The article was first published in the journal "Academy" No. 4-2003.

Whoever raises his hand against his father will not spare his great-grandfather *

Demolition of the Intourist tower. Someone has fun, someone is sad. And I look at this action with a smile and sadness. Isn't it funny that those who have just committed a city-planning sin of much greater gravity at the foot of the same tower are fiercely fighting the mistake of 30 years ago? And isn't it sad to look at the ruins of a building that recently departed colleagues erected as an innovation?

Each building is the fruit of its time, the creative efforts of the masters who created it. Time makes mistakes, and architects don't always create masterpieces. It has been said that the city develops as a sum of contradictory efforts, as a result of which something is obtained that no one wanted. But everything that is being built is an architectural history, as well as the demolition can become a historical event.

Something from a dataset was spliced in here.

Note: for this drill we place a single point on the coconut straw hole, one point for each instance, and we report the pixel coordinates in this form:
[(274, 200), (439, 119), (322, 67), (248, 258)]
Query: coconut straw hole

Houses are being demolished because they are dilapidated, because they stand in the way of new achievements. And it is no coincidence that Karel Čapek, while advocating for old Prague, wrote: “The city should serve modern life. We cannot save what stands in her way. " But in this case, the motives are completely different. Time has drastically changed tastes, judgments, assessments. And also not for the first time. Was it not for the same reason that ancient buildings in Moscow were demolished during the years of Stalin's reconstruction? And it must not be in vain that even at the time of my student life they said with a bitter smile: "Man is an architect for man." We are truly unkind to our predecessors and to each other. I don't like the buildings by Dmitry Chechulin. In 1969, the MOS Board discussed the design of the building, which is now called the "White House". I was among his fierce opponents. Joseph Loveiko defended the author just as passionately. Zholtovsky was a hater of modernity. Tchaikovsky hated Mussorgsky. Prokofiev did not like the works of Tchaikovsky. Well, and so on - for writers, artists, actors. And how can a modern city in each of its fragments please the taste of each of us?

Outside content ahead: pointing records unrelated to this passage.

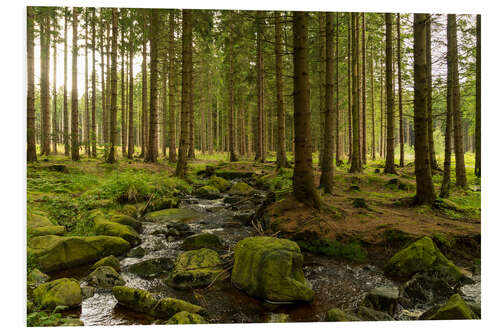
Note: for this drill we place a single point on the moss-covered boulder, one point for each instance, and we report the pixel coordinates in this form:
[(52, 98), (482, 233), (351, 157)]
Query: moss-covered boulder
[(424, 256), (56, 252), (455, 308), (207, 192), (186, 318), (241, 188), (220, 183), (167, 307), (337, 314), (270, 268), (61, 292), (195, 269), (111, 261), (107, 228), (105, 277), (203, 240)]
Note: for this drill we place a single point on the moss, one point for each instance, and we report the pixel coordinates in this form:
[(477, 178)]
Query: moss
[(220, 183), (270, 268), (334, 248), (185, 317), (64, 292)]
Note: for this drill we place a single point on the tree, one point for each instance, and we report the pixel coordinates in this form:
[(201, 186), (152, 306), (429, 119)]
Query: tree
[(75, 145), (303, 179), (425, 189), (327, 167), (389, 158), (187, 74)]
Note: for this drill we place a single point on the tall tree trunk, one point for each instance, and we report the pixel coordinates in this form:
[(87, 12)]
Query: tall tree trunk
[(477, 138), (75, 147), (31, 133), (172, 156), (113, 107), (187, 75), (355, 156), (303, 178), (327, 167), (425, 188), (153, 79), (389, 159)]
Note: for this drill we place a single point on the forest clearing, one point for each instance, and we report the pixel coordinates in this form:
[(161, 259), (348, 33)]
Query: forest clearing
[(233, 166)]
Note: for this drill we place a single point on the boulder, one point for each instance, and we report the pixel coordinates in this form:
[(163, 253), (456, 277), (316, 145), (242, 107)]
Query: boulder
[(185, 317), (271, 269), (203, 240), (61, 292), (56, 252), (111, 261), (424, 256), (195, 269), (152, 267), (105, 277), (107, 228), (455, 308)]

There is no limit to professional ambition. I noticed that each successive generation of architects is not averse to exterminating or redesigning the legacy of the previous one. I will clarify - Russian architects. I call this phenomenon “Bazhenov's syndrome”.

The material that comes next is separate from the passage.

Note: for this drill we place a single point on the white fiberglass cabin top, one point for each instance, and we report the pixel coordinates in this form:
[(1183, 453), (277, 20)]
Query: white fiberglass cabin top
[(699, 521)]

He dismantled part of the Kremlin wall in order to erect his gigantic palace. And he was punished for that. A vain dream did not come true. The authors of the Palace of Soviets also witnessed the collapse of their ambitious venture. And something succeeded. On the site of the Simonov Monastery, a car factory club arose, as if there was no empty space nearby. There are many examples of this in Russia. And after that something similar happened, and now the architectural community, not without passion, is engaged in fratricidal activity.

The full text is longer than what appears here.